The API should let callers request an allowed action, not invent the security context. Tenant, rail, budget, and settlement authority belong behind authenticated server boundaries.

Sandbox ACH testing

When a tenant admin switches the console to the sandbox tenant, stripe_ach_debit uses Paybond simulator routing and sandbox lifecycle events. That lets teams test ACH funding states without a Stripe test-mode secret or Connect account. Real Stripe ACH test-mode calls are an optional Paybond engineering verification path, separate from tenant sandbox onboarding.

Direct API vs SDK

Most application teams should start with Paybond Kit. The SDK opens a tenant-bound session, signs supported intent and evidence payloads, verifies capabilities, and wraps the x402/USDC funding handshake.

Direct Harbor calls are useful when a team needs to integrate from a service that already owns signing, review, or finance workflow controls. In that case, use the Harbor API reference for request shapes and keep the same boundary: tenant scope from credentials, approved settlement rails from tenant configuration, and idempotency keys on supported write routes.

Where Paybond fits

Paybond Kit gives TypeScript and Python applications a runtime client for this lifecycle. Harbor is the API surface for intents, funding, evidence, settlement confirmation, dispute review, and proof export. Ledger preserves signed provenance. Signal turns completed settlement history into receipts and standing.

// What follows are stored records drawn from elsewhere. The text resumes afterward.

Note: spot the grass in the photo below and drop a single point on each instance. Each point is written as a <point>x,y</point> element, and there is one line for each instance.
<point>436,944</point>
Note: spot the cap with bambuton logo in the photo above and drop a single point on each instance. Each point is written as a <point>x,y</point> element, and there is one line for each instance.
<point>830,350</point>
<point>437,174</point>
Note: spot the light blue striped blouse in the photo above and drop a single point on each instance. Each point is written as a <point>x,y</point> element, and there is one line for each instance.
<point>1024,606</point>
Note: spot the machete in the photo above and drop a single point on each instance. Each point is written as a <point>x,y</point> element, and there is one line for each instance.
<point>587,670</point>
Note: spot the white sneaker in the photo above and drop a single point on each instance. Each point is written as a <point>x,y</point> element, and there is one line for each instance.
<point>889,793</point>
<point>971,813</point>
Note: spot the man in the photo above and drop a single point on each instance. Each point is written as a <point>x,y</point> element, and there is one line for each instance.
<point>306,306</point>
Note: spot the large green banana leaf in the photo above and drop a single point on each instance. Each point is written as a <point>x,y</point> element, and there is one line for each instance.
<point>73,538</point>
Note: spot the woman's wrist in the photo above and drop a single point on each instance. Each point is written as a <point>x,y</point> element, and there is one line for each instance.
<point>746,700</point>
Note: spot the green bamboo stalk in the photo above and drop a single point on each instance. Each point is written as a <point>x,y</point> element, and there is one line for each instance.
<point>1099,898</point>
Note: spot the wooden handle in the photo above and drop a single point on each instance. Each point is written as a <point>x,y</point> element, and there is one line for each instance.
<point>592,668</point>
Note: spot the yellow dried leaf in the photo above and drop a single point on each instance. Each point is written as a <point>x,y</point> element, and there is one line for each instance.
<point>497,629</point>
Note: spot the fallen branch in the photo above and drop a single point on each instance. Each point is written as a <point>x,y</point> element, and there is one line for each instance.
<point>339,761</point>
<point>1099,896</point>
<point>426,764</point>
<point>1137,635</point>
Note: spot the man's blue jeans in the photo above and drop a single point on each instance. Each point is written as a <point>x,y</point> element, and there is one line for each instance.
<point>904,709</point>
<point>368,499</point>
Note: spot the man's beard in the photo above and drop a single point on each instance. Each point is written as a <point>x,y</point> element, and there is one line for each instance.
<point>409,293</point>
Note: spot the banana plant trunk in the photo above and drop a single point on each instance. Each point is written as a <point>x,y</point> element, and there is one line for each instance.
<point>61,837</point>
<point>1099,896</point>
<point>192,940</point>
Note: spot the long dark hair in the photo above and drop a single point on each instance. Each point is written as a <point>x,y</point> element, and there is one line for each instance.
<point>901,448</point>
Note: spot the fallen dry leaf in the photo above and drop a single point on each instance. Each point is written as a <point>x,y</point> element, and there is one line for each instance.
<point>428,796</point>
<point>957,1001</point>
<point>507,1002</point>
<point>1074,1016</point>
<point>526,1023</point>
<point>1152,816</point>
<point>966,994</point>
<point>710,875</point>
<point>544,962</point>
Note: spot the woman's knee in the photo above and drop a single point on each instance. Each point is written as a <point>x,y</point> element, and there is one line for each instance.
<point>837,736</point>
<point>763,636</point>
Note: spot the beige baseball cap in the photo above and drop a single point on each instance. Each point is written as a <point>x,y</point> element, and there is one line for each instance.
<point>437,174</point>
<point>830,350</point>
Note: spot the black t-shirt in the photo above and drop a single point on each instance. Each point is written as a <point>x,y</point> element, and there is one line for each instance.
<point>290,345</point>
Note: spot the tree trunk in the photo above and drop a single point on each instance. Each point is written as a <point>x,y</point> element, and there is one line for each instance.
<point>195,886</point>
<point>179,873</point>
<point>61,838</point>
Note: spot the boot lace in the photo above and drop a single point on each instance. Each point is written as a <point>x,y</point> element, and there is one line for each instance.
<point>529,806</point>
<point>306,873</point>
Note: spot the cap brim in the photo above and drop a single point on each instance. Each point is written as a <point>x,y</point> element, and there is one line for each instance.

That lets an agent app focus on the workflow while Paybond keeps the agreement, money movement decision, and review record tied together.

Common questions

Is this the same as a payment API?

No. A payment API moves money. An agentic banking infrastructure API also needs the signed agreement, budget, allowed operations, evidence, review path, and receipt trail that explain why money should release or return.

Which endpoint confirms settlement?

Evidence submission evaluates the rule, but it does not have to be the final money movement step. Settlement is confirmed through POST /intents/{id}/settlement/confirm or through the Operator Console when review is needed.

Where do receipts come from?

Receipts and proof exports come from the signed lifecycle record. Harbor exposes ledger verifier packs for provenance checks, and Signal exposes signed exports for standing and portfolio review.